The second edition of this challenge includes the following tasks-
- Task-1 - Ontologies. Submit a real-world ontology that is a challenge in terms of the reasoning time or memory consumed during reasoning. We expect a detailed description of the ontology along with the analysis of the reasoning performance, the workarounds if any, that were used to make the ontology less challenging (for example, dropping of a few axioms, redesigning the ontology, etc.), and the (potential) applications in which the ontology could be used. We will be evaluating the submitted ontologies based on the time consumed for a reasoning task, such as classification, and the memory consumed during reasoning.
-
Task-2 - Systems
- Ontology/RDFS Reasoners. Submit an ontology/RDFS reasoner
that uses neural-symbolic techniques for reasoning and
optimization. In terms of technique used, the submissions could fall
under any of the below (or related) categories.
- Using learning-based techniques for performance optimization of traditional reasoning algorithms [6].
- Inductive reasoning techniques based on a subsymbolic representation of entities and relations learned through maximization of an objective function over valid triples [4, 5].
- Techniques that can learn the deductive reasoning aspect using the ontology axioms [1, 2, 3].
- Neural Multi-hop reasoners to deal with reasoning where multi-hop inference is required [7, 8].
- SPARQL query engines that support entailment regimes such as RDF, RDFS, or OWL 2. We expect a detailed description of the system, including an evaluation of the system on the provided datasets.
- Ontology/RDFS Reasoners. Submit an ontology/RDFS reasoner
that uses neural-symbolic techniques for reasoning and
optimization. In terms of technique used, the submissions could fall
under any of the below (or related) categories.
This challenge will be collocated with the 21st International Semantic Web Conference.
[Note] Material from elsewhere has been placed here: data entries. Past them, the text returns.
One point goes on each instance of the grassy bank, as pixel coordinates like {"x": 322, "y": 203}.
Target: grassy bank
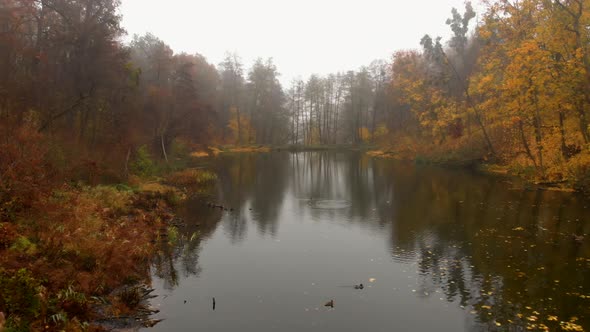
{"x": 73, "y": 254}
{"x": 71, "y": 258}
{"x": 214, "y": 151}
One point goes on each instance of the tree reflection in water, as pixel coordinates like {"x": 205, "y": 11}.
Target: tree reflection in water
{"x": 505, "y": 254}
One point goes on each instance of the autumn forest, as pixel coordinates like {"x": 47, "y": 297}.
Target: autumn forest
{"x": 83, "y": 104}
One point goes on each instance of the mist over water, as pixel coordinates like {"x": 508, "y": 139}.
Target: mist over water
{"x": 466, "y": 251}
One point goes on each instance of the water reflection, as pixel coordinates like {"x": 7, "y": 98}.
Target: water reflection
{"x": 504, "y": 256}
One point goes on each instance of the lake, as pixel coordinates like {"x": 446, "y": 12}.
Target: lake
{"x": 435, "y": 249}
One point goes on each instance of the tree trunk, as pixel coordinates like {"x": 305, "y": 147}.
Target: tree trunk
{"x": 525, "y": 143}
{"x": 163, "y": 147}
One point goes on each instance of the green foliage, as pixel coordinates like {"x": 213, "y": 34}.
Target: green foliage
{"x": 19, "y": 299}
{"x": 143, "y": 164}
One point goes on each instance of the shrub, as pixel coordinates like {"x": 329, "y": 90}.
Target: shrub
{"x": 192, "y": 177}
{"x": 18, "y": 298}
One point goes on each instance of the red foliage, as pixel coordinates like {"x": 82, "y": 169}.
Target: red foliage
{"x": 25, "y": 174}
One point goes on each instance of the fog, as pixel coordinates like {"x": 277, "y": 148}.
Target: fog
{"x": 303, "y": 37}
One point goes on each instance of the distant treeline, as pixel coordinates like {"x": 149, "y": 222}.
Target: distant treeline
{"x": 513, "y": 88}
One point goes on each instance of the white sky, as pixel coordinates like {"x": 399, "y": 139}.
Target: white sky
{"x": 302, "y": 36}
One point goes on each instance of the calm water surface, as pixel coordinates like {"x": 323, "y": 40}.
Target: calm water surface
{"x": 436, "y": 249}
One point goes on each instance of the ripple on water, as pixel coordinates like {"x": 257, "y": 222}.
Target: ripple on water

We have a discussion group for the challenge where we share the latest news with the participants and discuss issues related to the evaluation rounds.
Dataset Details
We will use the following datasets for evaluating the reasoners submitted to Tasks 2 and 3.
- ORE 2015 dataset.
- Ontologies of varying sizes and complexities generated using our benchmark, OWL2Bench. It supports all the OWL 2 profiles.
- Datasets submitted to Task-1.
Submission Details
We have not yet categorized the tasks based on different profiles, reasoning techniques, or reasoning tasks (entailment, class subsumption, class membership, type prediction, and link prediction). We will decide on this aspect based on the submissions we get.
- Task-1. To generate the leaderboard, the submitted ontologies will be run on some of the traditional description logic reasoners such as Konclude1, ELK2, and Openllet3 . We will use reasoning (classification) time and the memory consumed as the primary metrics. We will use a timeout value of 6 hours, and the limit on the memory will be 96 GB.
- Task-2.
- To generate the leaderboard, the neural-symbolic reasoners will be provided with training, validation, and test datasets. The participants will include all the results in the submitted papers and provide their trained models/embeddings. We will further be evaluating the provided models on another small test dataset. The evaluation metrics will be reasoning time, memory consumed, precision and recall.
- To generate the leaderboard, the SPARQL query engines will be evaluated for the scalability aspect in terms of load time, query response time, and memory consumed. We will provide the datasets, and the participants will discuss their evaluations in the submitted paper. For fair evaluation, we will be re-evaluating the submitted systems on our hardware.